Production Optimization: The Details Matter

1. Health Checks


dockerfile
HEALTHCHECK --interval=30s --timeout=3s --start-period=40s --retries=3 \
  CMD curl -f http://localhost:8000/health || exit 1

This lets orchestrators like Kubernetes detect and restart unhealthy containers.

2. Non-Root User


dockerfile
# Create a non-root user
RUN adduser --disabled-password --gecos '' appuser

# Change ownership of app files
RUN chown -R appuser:appuser /app

# Switch to non-root user
USER appuser

CMD ["python", "app.py"]

Running as root is a security risk. This simple change significantly improves your security posture.

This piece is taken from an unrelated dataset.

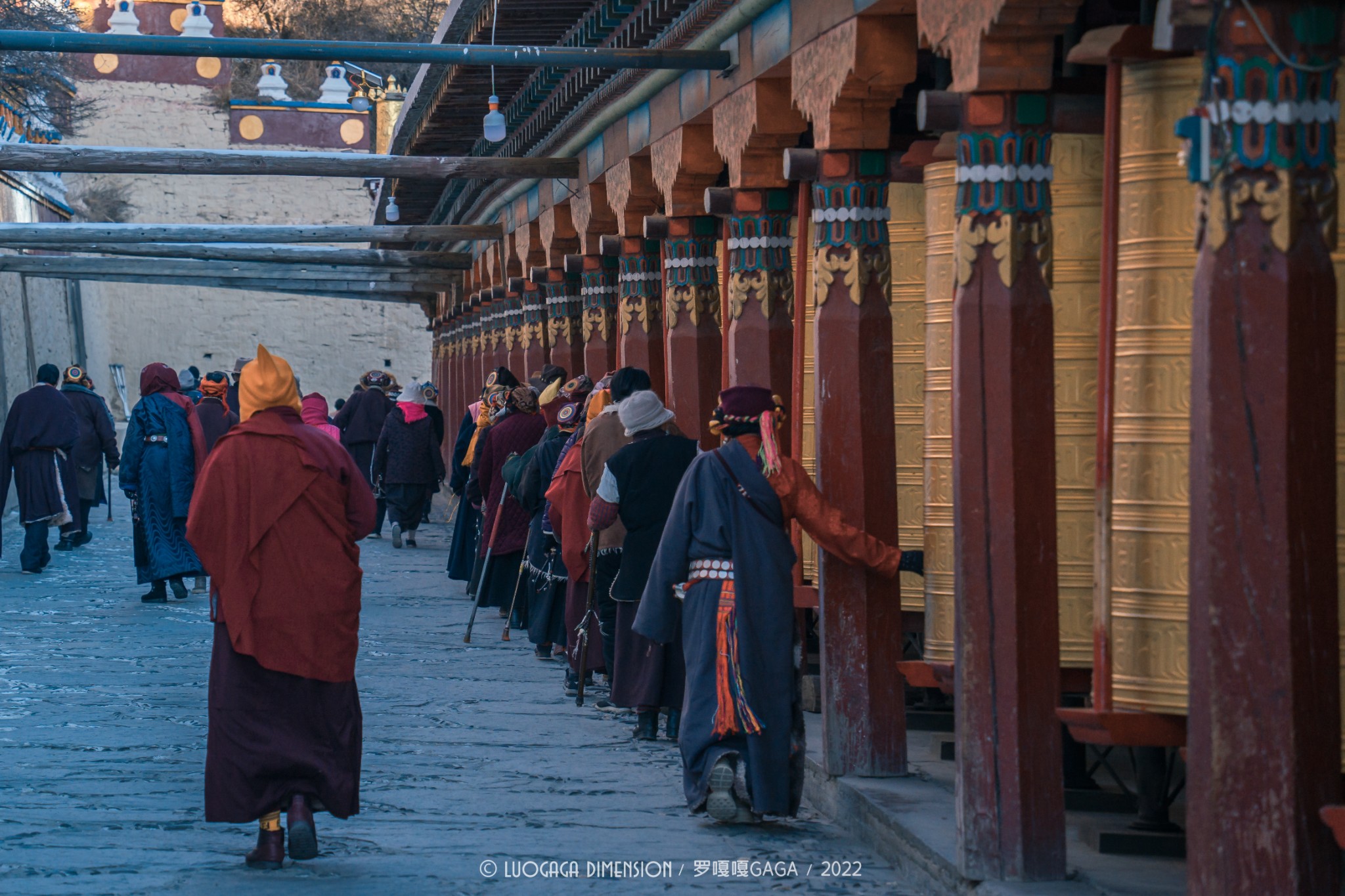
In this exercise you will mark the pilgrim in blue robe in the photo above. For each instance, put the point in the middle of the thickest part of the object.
(162, 476)
(712, 521)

3. Environment-Specific Configurations


yaml
# docker-compose.prod.yml
version: '3.8'

services:
  app:
    image: myapp:latest
    restart: always
    environment:
      - NODE_ENV=production
    deploy:
      replicas: 3
      resources:
        limits:
          cpus: '1'
          memory: 512M

The Build-Test-Deploy Pipeline

Here's our complete production pipeline:


yaml
name: Production Deployment

on:
  push:
    branches: [main]

jobs:
  test:
    runs-on: ubuntu-latest
    steps:
      - uses: actions/checkout@v3
      - uses: actions/setup-python@v4
        with:
          python-version: '3.11'
          cache: 'pip'
      - run: pip install -r requirements.txt
      - run: pytest --cov=. --cov-report=xml

  security:
    runs-on: ubuntu-latest
    steps:
      - uses: actions/checkout@v3
      - run: docker build -t myapp:scan .
      - uses: aquasecurity/trivy-action@master
        with:
          image-ref: 'myapp:scan'
          severity: 'CRITICAL,HIGH'
          exit-code: '1'

  build:
    needs: [test, security]
    runs-on: ubuntu-latest
    steps:
      - uses: actions/checkout@v3
      - uses: docker/setup-buildx-action@v2
      - uses: docker/login-action@v2
        with:
          username: ${{ secrets.DOCKER_USERNAME }}
          password: ${{ secrets.DOCKER_PASSWORD }}
      - uses: docker/build-push-action@v4
        with:
          context: .
          push: true
          tags: myapp:latest,myapp:${{ github.sha }}
          cache-from: type=registry,ref=myapp:buildcache
          cache-to: type=registry,ref=myapp:buildcache,mode=max

  deploy:
    needs: build
    runs-on: ubuntu-latest
    steps:
      - name: Deploy to production
        run: |
          echo "Deploying to Kubernetes/ECS/your platform"
          # Your deployment commands here

This pipeline ensures every production deployment is tested, secure, and reproducible.

Lessons from the Trenches

Optimize for the common case: Most builds are incremental. Cache aggressively.
Fail fast: Run quick tests first, slow tests later.
Security is not optional: Scan every image before it reaches production.
Local-prod parity: Docker Compose should mirror production as closely as possible.
Monitor your builds: If builds start slowing down, investigate immediately.

After implementing these practices across a dozen projects, our deployment confidence went from "fingers crossed" to "ship it with confidence." Docker and CI/CD done right aren't obstacles—they're accelerators.